Bloodybackpain · 27/09/2019 19:39

Following as We are doing the rounds of open days for ds at the moment, who is in year 5. Did you go to the Samuel Ryder open evening last night? My husband and son went, both came back really impressed. Going to Verulam tomorrow and Beaumont next week.

Dragontrainer · 30/09/2019 09:01

If it helps the sleepless nights, you may have less to deliberate over than you think.

It’s worth checking the previous years’ allocation data on the Herts Council website - most St Albans schools admit very few for whom they aren’t the child’s nearest school. Consequently, it’s likely you only have an illusion of choice - the default position in practice is that DC will be allocated their nearest school. Some don’t even get that, hence the outcry on allocation day last year when lots weren’t given a school at all. (That was hopefully a blip caused by oddities in the application process for the new secondary in Harpenden.)

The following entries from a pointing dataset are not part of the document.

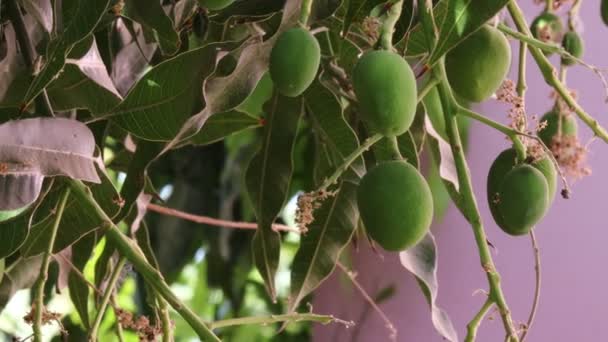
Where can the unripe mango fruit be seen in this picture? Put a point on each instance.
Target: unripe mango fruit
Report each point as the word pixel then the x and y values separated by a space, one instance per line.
pixel 477 66
pixel 215 5
pixel 523 199
pixel 547 27
pixel 574 45
pixel 294 61
pixel 395 204
pixel 568 124
pixel 502 165
pixel 385 86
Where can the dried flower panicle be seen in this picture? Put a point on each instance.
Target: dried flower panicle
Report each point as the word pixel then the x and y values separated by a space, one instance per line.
pixel 141 325
pixel 307 203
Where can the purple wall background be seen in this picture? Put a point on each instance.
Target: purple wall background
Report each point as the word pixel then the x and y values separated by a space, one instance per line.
pixel 572 238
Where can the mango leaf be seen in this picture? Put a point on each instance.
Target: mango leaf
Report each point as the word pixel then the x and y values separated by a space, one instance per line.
pixel 52 146
pixel 327 119
pixel 166 96
pixel 421 261
pixel 81 18
pixel 151 15
pixel 23 274
pixel 463 18
pixel 84 83
pixel 356 11
pixel 78 218
pixel 267 179
pixel 222 125
pixel 332 229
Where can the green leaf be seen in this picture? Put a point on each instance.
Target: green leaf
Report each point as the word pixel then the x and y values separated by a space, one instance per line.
pixel 327 119
pixel 356 11
pixel 332 229
pixel 151 15
pixel 267 179
pixel 166 96
pixel 222 125
pixel 421 261
pixel 81 17
pixel 78 288
pixel 79 218
pixel 463 18
pixel 13 232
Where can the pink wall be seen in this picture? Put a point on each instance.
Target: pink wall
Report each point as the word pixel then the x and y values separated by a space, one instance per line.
pixel 573 240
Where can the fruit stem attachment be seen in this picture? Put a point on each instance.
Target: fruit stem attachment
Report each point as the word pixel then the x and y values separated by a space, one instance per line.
pixel 550 75
pixel 305 10
pixel 392 12
pixel 38 306
pixel 474 324
pixel 131 252
pixel 369 142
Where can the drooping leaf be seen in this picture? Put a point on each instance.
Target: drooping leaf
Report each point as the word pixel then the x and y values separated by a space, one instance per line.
pixel 166 96
pixel 221 125
pixel 327 119
pixel 79 218
pixel 41 10
pixel 421 261
pixel 462 19
pixel 23 274
pixel 81 18
pixel 333 227
pixel 51 146
pixel 267 179
pixel 84 83
pixel 150 14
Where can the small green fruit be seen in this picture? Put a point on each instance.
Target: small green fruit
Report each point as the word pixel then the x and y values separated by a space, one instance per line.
pixel 556 124
pixel 523 199
pixel 547 27
pixel 215 5
pixel 502 165
pixel 477 66
pixel 395 204
pixel 294 61
pixel 385 86
pixel 573 44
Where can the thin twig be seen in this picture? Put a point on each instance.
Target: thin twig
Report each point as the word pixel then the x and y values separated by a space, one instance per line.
pixel 536 288
pixel 213 221
pixel 389 325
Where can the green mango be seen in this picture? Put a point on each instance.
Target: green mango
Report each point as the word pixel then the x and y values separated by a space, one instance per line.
pixel 523 199
pixel 294 61
pixel 385 86
pixel 478 65
pixel 395 204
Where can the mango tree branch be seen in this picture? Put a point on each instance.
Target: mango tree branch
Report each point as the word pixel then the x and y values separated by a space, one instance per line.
pixel 550 75
pixel 38 306
pixel 130 250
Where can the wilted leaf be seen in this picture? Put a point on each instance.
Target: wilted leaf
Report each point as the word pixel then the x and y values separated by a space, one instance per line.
pixel 463 18
pixel 222 125
pixel 52 146
pixel 421 261
pixel 150 14
pixel 267 179
pixel 167 95
pixel 332 228
pixel 328 120
pixel 42 10
pixel 81 18
pixel 447 166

The single sex schools (STAGS and Verulam) are slightly different; they’re allocated on a lottery system if it’s not your nearest school.

Ignore this if your DS’s SEN means that his application will determined on the basis that his needs can only be met by one particular school!

Tibbytibbytibby · 30/09/2019 09:56

That's a very good point Dragontrainer. Thank you! I remember the outcry last year over school allocations, so stressful for both children and parents.
My son has an IEP which outlines targets and the support he receives for his dyslexia, but doesn't have an EHCP, so we wouldn't qualify to select a school based on SEN need.